Kalimat “intim denganku” mendapat porsi yang pas dengan “solhot di rohangku” (yang artinya kira-kira; “paling mengena di perasaanku”). Jika saja diterjemahkan bebas, bisa saja kalimatnya menjadi “solhot tu ahu” (dekat denganku) yang maknanya terasa dangkal.
Karena itu tidak mudah mentranslate karya sastra berbahasa etnik ke dalam bahasa Indonesia. Ada pertimbangan di luar sekedar pengalihbahasaan. Seperti mencari padanan kata yang sesuai dengan makna, ungkapan serta rasa.
Tidak heran jika pada banyak kasus, pengalihbahasaan justru mencederai rasa karya sastra etnik itu sendiri. Saratnya makna dalam setiap teks narasi dalam karya sastra berbahasa etnik, merupakan kekayaan yang dimiliki masyarakatnya.
Berbeda dengan bahasa Indonesia yang begitu sederhana. Bahasa Indonesia, merupakan adopsi dari berbagai bahasa yang telah mengalami pemadatan makna. Akibat penyerapan bahasa, ruang bahasa nasional menjadi begitu terbatas.
Seringkali narasi-narasi yang ada pada bahasa nusantara, tidak dapat diakomodir dalam versi bahasa Indonesia. Inilah keterbatasan bahasa Indonesia. Barangkali akibat narasi-narasi yang tidak terakomodir itu, wilayah impresi spiritualitas masyarakatnya kini menjadi dangkal.
Psikoetnografi
Penjabaran lebih detail tentang ini pernah disampaikan etnografi, Victor Barnow. Dia berpendapat, bahasa etnik mencerminkan nilai-nilai yang dianut oleh kelompok penggunanya. Hal ini, konsekuensi kebudayaan yang terkait erat dengan kepribadian. Adanya pola kelakuan ideal biasanya terekam dalam bahasa yang digunakan.
Viktor menegaskan sangat tidak mungkin jika kelompok masyarakat berprilaku kasar, padahal makna dan nilai dalam bahasa yang digunakan mengandung sifat-sifat kehalusan dan budi pekerti.
Dia menyimpulkan suatu bahasa menggambarkan pola kelakuan (psikologis) masyarakatnya. Begitu juga dengan masyarakat nusantara.
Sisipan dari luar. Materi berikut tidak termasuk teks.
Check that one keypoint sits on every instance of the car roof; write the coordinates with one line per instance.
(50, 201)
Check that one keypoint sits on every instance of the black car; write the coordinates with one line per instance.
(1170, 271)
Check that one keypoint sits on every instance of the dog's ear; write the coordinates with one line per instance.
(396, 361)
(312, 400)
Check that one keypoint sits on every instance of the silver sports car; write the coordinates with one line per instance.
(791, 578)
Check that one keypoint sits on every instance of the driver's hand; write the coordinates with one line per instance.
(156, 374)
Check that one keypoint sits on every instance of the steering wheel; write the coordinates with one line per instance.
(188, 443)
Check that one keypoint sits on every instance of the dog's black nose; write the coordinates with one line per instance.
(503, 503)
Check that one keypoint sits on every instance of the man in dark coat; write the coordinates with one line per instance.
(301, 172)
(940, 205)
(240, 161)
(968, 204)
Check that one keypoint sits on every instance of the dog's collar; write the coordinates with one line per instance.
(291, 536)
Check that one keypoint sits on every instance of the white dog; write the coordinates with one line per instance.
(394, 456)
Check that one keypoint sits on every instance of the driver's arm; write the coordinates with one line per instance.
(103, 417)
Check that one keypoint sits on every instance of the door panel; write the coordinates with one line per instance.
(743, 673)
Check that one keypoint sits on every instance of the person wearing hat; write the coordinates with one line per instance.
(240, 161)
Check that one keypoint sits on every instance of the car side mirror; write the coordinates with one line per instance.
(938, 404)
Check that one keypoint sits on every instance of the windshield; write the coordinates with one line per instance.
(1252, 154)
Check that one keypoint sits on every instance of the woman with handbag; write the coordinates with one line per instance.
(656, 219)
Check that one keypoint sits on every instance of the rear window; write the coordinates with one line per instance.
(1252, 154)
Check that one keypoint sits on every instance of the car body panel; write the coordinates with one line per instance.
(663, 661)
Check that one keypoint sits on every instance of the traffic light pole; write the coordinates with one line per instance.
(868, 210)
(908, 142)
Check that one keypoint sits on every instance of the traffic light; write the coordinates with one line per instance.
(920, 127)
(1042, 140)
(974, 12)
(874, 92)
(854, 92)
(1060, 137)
Keragaman bahasa yang dimiliki mencitrakan kelakuan ideal masyarakat pemiliknya. Mungkin itu sebabnya jika dalam bingkai budaya, masyarakat cenderung berkepribadian halus. Bila sudah dalam konteks umum, sifatnya seakan berubah. Jika dikaji dari psikoanalisa, Sigmund Freud, tampaknya hal itu menjadi logis. Manusia pada umumnya memiliki kepribadian ganda.
Kehancuran bahasa-bahasa nusantara dengan segala kekayaan yang dimilikinya itu kini terjadi secara massif. Salah satunya dilakukan oleh media massa. Tanpa sadar media massa ikut menyeragamkan masyarakat melalui kutipan maupun etimologis yang diambil dari bahasa kelompok masyarakat tertentu. Termasuk pula dengan menciptakan bahasanya sendiri.
Bahasa sengaja dibuat untuk menyederhanakan sesuatu hal. Ruang untuk bahasa termasuk sastra etnik itu sendiri, nyaris tidak ada dalam media massa kita. Mungkin akibat keseragaman inilah yang membuat karakter masyarakat Indonesia menjadi seragam. Baik pola pikir, pola laku dan terutama cara mengatasi masalah (problem solving). Kita memerlukan keragaman bahasa itu, bukan hanya sebagai ciri masyarakat pluralis, melainkan sebagai bagian penting demi terawatnya keragaman nusantara itu sendiri.